Maxam-Gilbert Sequencing: What Was It, and Why
In the mid-1970s, two methods were developed for directly sequencing DNA: the Maxam-Gilbert sequencing (or chemical sequencing) method and the Sanger chain-termination method.
Indeed, in 1980, both Walter Gilbert and Frederick Sanger were awarded The Nobel Prize in Chemistry for “their contributions concerning the determination of base sequences in nucleic acids”. Actually, each got a quarter of the award, because Paul Berg received the other half “for his fundamental studies of the biochemistry of nucleic acids, with particular regard to recombinant DNA.”
Therefore, Maxam–Gilbert sequencing and the Sanger method represent the first generation of DNA sequencing methods. And, even though Sanger sequencing is still widespread, Maxam-Gilbert sequencing has been forgotten. So, you may be surprised to know that when both methods were discovered, Maxam-Gilbert was the most popular. This was because scientists could use purified DNA directly, while the initial Sanger method required cloning for the start of each read.
Well, the name chemical sequencing is not for nothing. Chemical reactions are, indeed, the basis of this method.
However, it is very easy to understand and requires just 4 steps.
The DNA used in Maxam-Gilbert sequencing is first denatured into a single-stranded chain, and labeled on the 5′ end, usually with 32P.
The next step cleaves the DNA. And this is where the Maxam-Gilbert sequencing gets really interesting. By taking advantage of piperidine and two chemicals that selectively attack purines and pyrimidines (dimethyl sulfate and hydrazine, respectively), the DNA is cleaved at specific points. To be more accurate, using different combinations of these chemicals, you can cleave a DNA sequence wherever there is a C, wherever there is a C or a T; wherever there is a G or wherever there is a G or an A. So, if you put your sample into these 4 different reaction tubes, you obtain different fragments, depending on the combination of chemicals!
These reactions are then loaded on to a high percentage polyacrylamide gel, to differentiate fragment sizes. The fragments are visualized via the radioactive tag.

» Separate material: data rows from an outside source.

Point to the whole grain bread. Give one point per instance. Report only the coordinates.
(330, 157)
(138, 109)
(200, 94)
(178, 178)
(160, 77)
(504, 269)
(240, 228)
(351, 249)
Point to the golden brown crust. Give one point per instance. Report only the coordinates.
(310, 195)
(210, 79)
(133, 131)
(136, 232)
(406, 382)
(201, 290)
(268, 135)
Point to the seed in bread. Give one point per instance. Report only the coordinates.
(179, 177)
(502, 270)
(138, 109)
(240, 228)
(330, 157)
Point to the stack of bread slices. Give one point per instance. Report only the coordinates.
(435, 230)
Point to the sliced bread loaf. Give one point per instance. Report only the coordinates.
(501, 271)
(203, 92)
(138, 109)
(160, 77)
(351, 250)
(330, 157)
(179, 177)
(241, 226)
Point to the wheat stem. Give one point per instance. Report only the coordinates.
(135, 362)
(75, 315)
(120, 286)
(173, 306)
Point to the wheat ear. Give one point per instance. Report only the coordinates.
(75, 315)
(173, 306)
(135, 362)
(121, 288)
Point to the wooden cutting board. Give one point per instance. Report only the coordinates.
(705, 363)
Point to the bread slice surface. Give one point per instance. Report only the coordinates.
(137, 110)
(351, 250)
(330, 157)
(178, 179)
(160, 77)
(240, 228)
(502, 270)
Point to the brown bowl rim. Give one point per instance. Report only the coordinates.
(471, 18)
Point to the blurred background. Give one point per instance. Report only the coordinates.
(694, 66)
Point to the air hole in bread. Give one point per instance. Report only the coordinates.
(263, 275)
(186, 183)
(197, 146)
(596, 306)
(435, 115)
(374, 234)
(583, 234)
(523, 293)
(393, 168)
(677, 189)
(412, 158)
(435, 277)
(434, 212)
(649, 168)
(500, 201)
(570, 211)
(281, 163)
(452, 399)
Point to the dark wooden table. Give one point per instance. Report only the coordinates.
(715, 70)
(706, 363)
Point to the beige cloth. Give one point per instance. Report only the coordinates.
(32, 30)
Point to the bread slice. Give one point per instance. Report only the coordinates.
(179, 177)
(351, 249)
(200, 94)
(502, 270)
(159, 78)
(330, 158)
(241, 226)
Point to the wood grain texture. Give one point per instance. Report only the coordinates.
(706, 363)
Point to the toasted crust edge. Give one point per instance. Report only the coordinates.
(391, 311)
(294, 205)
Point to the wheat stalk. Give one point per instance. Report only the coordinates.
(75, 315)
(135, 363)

To read the sequence, you begin with the smaller fragments at the bottom of the gel. “Calling” each base involves interpreting the band pattern relative to the four chemical reactions. For example, if a band in the DNA sequence appears in both the G-reaction and the G+A-reaction lanes, then that the nucleotide is a G. If a band in the DNA sequence appears only in the G+A-reaction lane, then it is an A. The same decision process works for the C-reaction and the C+T-reaction lanes. Sequences are confirmed by running replicate reactions on the same gel and comparing the autoradiographic patterns between replicates.
This method, although based on very simple principles, came with a whole lot of trouble. First, it was time consuming. And that was supposing that everything went well on the first try. A lot of steps in the method could cause problems: the radioactive labeling process, the cleavage reactions, the gel set up, the electrophoresis, and the X-ray film developer. Using this method you could only confirm about 200–300 bases of DNA every few days!
Maxam-Gilbert sequencing also required working with large amounts of radioactive material and working closely with hydrazine, which is a known neurotoxin. The development of other techniques, and the simplification of Sanger sequencing, caused chemical sequencing to lose its appeal. With the birth of next-generation sequencing, Maxam-Gilbert sequencing is almost extinct and many are claiming the same will happen to Sanger sequencing.